The reading room, at 165 State St., serves as an unassuming portal to the Visual Art Library, a collection of more than 70,000 contemporary art books, catalogues, magazines and media assembled by George Waterman III, a contemporary art collector who became fascinated with art literature in the 1960s. 

“When a gallery, for instance, in New York, decides that they have to close their doors and they have a back catalogue from like the 1960s, they donate it to us,” said Aly Maderson Quinlog, outreach coordinator for the library. 

The ever-growing cache is housed in a maze of rooms just up the street in the Manwaring building, which Waterman purchased along with Harris Place in 1985. The books needed a home, said Waterman, who studied Renaissance art at Harvard University. 

“After 10 or 15 years, into the late 1990s, there just wasn’t room in my apartment,” said Waterman. “There was room to move the library [in the Manwaring building] and it had floor loads that could take the weight of the library,” he said. 

Maderson Quinlog sets out books (Credit CT Examiner/Hewitt)

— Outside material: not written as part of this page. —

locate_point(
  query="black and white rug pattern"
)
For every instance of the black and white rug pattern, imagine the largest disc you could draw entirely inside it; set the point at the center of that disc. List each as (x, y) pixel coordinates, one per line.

Many boxes of catalogues, books and ephemera have yet to be unpacked and catalogued, a task normally done by volunteers and interns, said Maderson Quinlog, who is also a book artist and art educator. 

The library does not lend its materials. Members of the public can request items and read them on site in the Harris Place room. 

In 2017, the library began using the Online Computer Library Center international database, or OCLC, and that database will be supplemented with Koha library software.

“We’re at the point where we need to get somebody with knowledge of library science to help us put in place the procedures,” said Waterman. “We need to make the library fully accessible, not digitally, necessarily, but accessible, searchable. So if you’re interested in DeKooning, for example, of which we have many, many books, you hit the button, and we’ve got 30 or 40 books on DeKooning, you can pick what you want and then we bring it over to the reading room to be studied here.”

The library is fundraising for a full-time librarian and an IT specialist. Until the collection is catalogued and at least partly digitized, Maderson Quinlog said they work to give the public access through social media, especially Instagram

“For now my job is to share what I can and I feel like I curate little bits of the culture,” they said. 

In one back room, waiting to be unpacked, were 260 boxes of catalogues from the Metropolitan Museum of Art. The entire collection, made up of duplicates and extra pieces the museum did not want, had been donated to Housing Works, a nonprofit in New York City — Waterman purchased all 260 boxes in 2020. 

“There are probably 6,000 or 8,000 catalogues in those boxes,” said Waterman. 

Maderson Quinlog, who has worked for the library for four years, said many of the older catalogues were printed on small printing presses and contain art pieces printed using lithographic techniques rarely seen today. Some of the pieces are works of art in themselves, some contain tiny sculptures, some are made with paper made by the artist, some are interactive and contain special boxes within boxes that must be opened in sequence. 

The experience of seeing a piece of art in a book is not the same as seeing the object in person, but it is an art experience, they said. 

(Credit: Quinlog)

“Particularly in contemporary art some people are afraid to go into galleries because they can be intimidating. There’s like the white box kind of effect,” they said. 

Some pieces require special gloves to protect the paper, but many of the volumes can be held and touched, a process that Maderson Quinlog encouraged. 

“While kids do love their screens, there is something particular about holding a book in your hand,” they said. 

Waterman said he hoped the collection would become the best library of contemporary art after 1945 worldwide. 

“Unlike a digital library where everybody is going these days, this is a library for the real books. and the real material. And lots of the material is small catalogues,” he said. “In 50 years time, those will be very hard to find — and 50 years goes pretty quickly.”